Adrenaline is like an unstable accelerant that gets you all revved up with no place to go! It’s not just a theory that stress causes magnesium deficiency and a lack of magnesium magnifies stress. Experiments, where adrenaline is given intravenously, show that it decreases magnesium as well as calcium, potassium, and sodium. This proves that when you are in a revved-up state and burning adrenaline, you are also burning off magnesium.
There are more than a dozen major metabolic processes that are affected by bursts of adrenaline, including heart rate, blood pressure, blood vessel constriction, and contraction of all muscles, including the heart. Each of these functions requires magnesium to bring them back into balance.
When the adrenals are stimulated to release adrenaline on a constant basis, due to long-term stress, they can become depleted and the release of adrenaline can become erratic. Some alternative medicine practitioners call this adrenal fatigue. However, according to allopathic medicine, the adrenals are either working just fine or collapsed, a condition called Addison’s disease, which is treated with prednisone; there is no in-between place and no in-between treatment.
According to Hans Selye, the Canadian doctor famous for his work on stress, magnesium is depleted when the body shifts from a short-term fight-or-flight reaction to a chronic stress reaction. The adrenal glands produce stress hormones.
One is norepinephrine, which acts like adrenaline and is more a short-term stress hormone. Another is cortisol, a steroid hormone in the glucocorticoid class of hormones. Humans produce it in the middle or zona fasciculata of the adrenal cortex within the adrenal gland. It is released in response to chronic stress and low blood sugar. Elevated cortisol is an indication of chronic stress. Production of both norepinephrine and cortisol cause depletion of magnesium and both can be active at the same time.

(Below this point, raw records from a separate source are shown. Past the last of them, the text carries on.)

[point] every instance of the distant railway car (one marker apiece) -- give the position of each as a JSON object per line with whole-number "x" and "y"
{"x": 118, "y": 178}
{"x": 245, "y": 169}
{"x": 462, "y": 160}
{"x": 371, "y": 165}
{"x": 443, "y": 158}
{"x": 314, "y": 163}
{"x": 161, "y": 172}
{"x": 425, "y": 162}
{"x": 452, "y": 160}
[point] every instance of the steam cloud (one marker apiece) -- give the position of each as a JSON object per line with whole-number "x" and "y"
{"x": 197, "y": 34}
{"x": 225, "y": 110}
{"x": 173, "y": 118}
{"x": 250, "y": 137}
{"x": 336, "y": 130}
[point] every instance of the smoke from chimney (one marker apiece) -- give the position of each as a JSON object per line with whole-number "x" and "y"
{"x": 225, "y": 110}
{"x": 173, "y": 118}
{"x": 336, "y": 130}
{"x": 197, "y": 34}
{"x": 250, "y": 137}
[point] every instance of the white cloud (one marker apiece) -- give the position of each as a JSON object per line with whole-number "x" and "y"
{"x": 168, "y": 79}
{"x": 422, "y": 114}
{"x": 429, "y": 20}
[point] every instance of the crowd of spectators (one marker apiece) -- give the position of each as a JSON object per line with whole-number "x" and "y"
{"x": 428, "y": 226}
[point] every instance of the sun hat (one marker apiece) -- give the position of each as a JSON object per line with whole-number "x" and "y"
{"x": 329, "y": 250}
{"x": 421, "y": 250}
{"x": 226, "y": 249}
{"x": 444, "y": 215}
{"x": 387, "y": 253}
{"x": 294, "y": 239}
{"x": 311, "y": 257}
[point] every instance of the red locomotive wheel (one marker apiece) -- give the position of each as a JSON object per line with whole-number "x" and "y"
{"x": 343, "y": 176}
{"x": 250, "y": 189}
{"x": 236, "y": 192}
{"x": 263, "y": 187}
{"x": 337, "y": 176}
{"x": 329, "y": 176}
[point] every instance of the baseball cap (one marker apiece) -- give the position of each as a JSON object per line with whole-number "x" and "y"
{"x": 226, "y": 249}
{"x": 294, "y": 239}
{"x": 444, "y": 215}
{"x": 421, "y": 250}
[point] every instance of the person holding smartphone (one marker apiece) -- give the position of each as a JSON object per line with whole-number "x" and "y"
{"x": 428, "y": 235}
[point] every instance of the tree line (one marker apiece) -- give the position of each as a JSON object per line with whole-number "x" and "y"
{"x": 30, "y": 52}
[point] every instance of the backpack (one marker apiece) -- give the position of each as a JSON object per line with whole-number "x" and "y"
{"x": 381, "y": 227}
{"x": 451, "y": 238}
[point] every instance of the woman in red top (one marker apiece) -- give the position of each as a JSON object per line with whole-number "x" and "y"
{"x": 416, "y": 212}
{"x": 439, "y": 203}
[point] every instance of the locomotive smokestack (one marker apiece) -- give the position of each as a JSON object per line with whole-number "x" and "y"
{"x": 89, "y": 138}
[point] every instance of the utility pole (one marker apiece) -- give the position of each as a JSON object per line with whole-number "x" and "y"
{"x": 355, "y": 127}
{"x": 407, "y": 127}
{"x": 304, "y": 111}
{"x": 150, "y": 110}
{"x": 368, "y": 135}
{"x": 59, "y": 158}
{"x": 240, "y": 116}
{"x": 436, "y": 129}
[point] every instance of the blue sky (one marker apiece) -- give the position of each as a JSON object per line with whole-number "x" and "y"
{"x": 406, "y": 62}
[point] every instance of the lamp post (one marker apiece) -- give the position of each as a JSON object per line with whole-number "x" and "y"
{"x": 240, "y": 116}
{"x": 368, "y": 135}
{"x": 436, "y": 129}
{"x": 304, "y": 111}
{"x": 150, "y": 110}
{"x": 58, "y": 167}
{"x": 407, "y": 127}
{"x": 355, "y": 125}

Millions of people try unsuccessfully to cope with stress by taking pharmaceuticals or through addictive behaviors such as overeating, cigarette smoking, alcohol abuse, or use of street drugs, among others. We are a nation suffering a 32 percent incidence of stress-related anxiety, depression, and drug problems. Instead of treating stress reactions properly with magnesium, each year millions of people are introduced to the merry-go-round of psychiatric drugs and psychological counseling for symptoms that may, in fact, be rooted in magnesium deficiency.